President Roh has pointed, as an example of media wrongdoing, to a discussion session with the government officials; the media, he complained, ignored all the content of an hour-long speech he made and only reported the fact that he had used the phrase “S.O.B.” in it. Let’s think about that. What media in the world would not report on an truly important speech by the president of their country?

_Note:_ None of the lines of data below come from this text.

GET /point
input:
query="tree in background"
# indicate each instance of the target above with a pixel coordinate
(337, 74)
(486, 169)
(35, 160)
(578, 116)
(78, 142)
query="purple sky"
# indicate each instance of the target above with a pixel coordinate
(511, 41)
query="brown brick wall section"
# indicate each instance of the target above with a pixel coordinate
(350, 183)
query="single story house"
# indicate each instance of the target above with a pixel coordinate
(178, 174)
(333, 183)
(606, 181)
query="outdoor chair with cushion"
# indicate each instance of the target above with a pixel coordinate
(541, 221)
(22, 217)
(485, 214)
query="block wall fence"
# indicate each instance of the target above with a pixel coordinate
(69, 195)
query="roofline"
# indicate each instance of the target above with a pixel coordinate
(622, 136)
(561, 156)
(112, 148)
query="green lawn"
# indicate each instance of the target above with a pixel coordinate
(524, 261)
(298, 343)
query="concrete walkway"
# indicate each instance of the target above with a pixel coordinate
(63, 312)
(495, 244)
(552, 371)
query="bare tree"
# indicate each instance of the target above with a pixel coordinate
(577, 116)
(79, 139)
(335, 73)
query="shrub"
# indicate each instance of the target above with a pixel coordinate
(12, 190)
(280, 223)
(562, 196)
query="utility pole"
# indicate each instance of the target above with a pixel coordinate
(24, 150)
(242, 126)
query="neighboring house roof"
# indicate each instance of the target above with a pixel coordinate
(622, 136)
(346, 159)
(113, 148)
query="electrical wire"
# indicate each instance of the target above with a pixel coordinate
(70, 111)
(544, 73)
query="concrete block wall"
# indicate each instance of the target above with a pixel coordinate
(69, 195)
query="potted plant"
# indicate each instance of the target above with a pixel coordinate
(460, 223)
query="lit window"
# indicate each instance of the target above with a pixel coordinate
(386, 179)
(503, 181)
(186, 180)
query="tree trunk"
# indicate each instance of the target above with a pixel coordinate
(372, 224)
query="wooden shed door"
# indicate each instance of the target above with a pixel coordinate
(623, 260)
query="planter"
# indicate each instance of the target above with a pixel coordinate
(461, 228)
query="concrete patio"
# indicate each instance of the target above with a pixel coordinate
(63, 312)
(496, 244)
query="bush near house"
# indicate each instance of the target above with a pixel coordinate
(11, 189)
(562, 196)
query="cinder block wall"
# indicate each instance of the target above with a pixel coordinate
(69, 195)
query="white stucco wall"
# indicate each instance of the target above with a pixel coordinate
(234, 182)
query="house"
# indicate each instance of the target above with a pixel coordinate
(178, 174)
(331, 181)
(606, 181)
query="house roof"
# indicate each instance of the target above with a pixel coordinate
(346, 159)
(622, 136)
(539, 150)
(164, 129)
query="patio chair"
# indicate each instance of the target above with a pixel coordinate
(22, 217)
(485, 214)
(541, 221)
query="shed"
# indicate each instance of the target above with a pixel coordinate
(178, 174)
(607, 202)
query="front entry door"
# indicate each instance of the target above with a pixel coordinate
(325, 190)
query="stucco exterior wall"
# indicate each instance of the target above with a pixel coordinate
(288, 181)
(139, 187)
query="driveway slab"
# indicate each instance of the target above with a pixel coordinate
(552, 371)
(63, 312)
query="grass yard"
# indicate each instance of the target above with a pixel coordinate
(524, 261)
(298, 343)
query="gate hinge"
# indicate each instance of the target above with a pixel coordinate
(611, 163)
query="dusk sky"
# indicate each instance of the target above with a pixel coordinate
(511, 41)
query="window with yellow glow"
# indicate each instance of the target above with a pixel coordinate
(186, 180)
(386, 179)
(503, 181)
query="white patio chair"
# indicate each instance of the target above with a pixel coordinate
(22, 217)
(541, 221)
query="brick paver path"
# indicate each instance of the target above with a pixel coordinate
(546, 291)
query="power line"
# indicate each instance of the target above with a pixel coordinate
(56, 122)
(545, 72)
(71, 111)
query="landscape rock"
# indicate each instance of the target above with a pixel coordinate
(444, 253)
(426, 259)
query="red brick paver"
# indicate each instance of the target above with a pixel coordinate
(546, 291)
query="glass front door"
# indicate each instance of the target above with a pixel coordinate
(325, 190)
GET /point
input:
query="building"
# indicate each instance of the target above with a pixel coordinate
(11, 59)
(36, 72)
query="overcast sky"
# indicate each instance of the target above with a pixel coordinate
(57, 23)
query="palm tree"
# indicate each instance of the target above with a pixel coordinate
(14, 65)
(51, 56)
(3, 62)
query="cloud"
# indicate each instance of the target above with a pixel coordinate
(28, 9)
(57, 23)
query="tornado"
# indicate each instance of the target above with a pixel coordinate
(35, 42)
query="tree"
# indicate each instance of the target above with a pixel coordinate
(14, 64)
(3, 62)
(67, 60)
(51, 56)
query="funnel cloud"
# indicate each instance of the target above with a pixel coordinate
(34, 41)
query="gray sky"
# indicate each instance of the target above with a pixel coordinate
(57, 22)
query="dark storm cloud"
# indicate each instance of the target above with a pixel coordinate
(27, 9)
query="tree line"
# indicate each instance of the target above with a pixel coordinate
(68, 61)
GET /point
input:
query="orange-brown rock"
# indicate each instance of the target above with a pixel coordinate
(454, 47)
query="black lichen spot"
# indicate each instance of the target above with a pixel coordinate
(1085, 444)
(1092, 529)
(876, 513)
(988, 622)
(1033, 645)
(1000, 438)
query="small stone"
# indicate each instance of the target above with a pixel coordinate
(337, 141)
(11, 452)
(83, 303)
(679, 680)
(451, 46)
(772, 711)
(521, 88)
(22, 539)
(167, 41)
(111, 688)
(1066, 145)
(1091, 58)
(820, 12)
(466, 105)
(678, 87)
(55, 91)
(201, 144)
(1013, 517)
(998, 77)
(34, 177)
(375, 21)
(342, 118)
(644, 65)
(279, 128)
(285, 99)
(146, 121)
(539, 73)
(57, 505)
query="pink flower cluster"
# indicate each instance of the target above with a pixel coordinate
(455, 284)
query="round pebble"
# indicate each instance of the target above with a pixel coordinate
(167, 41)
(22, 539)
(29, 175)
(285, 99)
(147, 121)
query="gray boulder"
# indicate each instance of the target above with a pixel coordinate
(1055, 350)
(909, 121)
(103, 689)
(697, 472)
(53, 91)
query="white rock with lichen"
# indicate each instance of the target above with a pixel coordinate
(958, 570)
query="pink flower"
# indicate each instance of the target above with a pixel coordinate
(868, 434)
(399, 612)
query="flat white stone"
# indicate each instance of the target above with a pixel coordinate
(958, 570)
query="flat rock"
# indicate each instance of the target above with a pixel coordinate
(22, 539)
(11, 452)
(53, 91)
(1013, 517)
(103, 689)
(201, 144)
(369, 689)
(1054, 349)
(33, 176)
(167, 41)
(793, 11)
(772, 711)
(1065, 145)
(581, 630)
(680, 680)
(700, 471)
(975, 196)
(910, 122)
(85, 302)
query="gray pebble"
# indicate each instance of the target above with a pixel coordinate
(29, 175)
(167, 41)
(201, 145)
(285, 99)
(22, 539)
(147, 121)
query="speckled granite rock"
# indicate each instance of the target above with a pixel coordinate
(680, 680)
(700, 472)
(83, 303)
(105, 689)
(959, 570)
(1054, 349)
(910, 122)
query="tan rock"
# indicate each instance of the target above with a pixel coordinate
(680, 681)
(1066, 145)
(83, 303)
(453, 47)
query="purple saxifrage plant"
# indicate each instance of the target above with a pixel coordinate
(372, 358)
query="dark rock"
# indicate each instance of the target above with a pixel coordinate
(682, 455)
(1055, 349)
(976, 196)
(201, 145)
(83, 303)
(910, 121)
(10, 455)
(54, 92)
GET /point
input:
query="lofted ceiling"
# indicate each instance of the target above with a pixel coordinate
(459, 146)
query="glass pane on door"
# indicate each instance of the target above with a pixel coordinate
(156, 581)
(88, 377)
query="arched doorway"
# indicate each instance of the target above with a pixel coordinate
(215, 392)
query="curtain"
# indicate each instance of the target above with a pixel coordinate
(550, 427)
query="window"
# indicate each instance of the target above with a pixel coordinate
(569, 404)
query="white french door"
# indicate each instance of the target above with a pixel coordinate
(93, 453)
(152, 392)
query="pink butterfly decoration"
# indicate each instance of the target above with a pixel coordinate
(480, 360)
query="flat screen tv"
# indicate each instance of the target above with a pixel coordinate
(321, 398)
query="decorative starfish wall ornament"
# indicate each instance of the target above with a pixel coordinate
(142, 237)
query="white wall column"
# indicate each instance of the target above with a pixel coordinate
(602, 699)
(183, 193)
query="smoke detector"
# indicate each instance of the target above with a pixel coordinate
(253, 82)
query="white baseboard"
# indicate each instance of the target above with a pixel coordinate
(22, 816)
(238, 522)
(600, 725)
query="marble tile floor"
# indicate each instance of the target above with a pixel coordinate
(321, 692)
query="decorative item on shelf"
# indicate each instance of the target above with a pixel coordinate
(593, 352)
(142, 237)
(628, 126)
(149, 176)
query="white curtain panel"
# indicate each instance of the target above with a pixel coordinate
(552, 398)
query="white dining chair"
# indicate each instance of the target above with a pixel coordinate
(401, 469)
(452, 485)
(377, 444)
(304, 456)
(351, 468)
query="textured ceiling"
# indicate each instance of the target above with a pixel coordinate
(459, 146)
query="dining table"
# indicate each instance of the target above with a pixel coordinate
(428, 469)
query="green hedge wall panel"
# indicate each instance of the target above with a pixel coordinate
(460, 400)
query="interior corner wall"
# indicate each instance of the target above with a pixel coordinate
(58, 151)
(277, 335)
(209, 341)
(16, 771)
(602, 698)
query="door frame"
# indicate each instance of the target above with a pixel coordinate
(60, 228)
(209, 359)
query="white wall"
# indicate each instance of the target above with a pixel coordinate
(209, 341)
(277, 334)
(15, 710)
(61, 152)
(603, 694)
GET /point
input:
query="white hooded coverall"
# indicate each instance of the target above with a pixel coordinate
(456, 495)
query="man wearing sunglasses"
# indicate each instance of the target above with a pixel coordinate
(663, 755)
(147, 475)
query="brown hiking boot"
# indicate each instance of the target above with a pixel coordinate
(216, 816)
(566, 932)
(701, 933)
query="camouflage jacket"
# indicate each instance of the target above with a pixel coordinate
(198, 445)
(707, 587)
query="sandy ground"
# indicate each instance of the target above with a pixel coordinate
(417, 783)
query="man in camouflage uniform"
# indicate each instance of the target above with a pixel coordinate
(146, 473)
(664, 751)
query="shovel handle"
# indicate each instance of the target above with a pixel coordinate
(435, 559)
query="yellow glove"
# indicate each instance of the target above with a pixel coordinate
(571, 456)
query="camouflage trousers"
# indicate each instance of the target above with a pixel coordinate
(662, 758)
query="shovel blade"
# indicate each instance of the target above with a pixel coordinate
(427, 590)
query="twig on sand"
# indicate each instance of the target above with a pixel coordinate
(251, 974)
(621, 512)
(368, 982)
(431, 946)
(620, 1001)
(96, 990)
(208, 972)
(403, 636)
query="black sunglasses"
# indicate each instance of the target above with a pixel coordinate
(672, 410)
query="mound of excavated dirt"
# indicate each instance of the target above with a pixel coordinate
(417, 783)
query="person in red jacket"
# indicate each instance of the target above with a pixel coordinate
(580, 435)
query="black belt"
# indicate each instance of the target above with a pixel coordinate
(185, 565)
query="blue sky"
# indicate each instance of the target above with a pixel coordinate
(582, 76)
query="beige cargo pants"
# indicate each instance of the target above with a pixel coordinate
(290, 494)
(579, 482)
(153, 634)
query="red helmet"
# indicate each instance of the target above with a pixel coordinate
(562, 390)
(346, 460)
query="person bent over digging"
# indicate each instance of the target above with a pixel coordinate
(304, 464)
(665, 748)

If the speech were important, the media would even print the full text. So why was the speech not covered? It wasn’t covered because it wasn’t news. It is not as if only the three major newspapers, that the president so strongly dislikes, did not cover the speech. It was widely ignored.
On the other hand, it is certainly news when the president uses a vulgarity in public. It is wrong of the president to criticize the media for reporting a piece of news that he himself presented to it. Two thoughts came to my mind when I saw the television news last weekend about the president’s attack on the media. One was that it was incomprehensible that not one of the high-ranking officials at the debate stepped forward when the president was in a towering rage to tell him, “Mr. President, that’s not true. There is another side to the story.” Of course it is difficult to contradict a strict president who was making such vigorous comments, but it is a pity that no one thought of trying to soften the president’s words a bit.
Another thing on my mind is how those outside Korea would see these comments of the president. the United States President George W. Bush, China’s President Hu Jintao and Japan’s Prime Minister Junichiro Koizumi have all met Mr. Roh. What must they have thought when they heard about this? And the foreign press?
I’d like to ask President Roh: What do you want from the media? What is your problem with the media? What kind of media do you want?

* The writer is a senior columnist of the JoongAng Ilbo.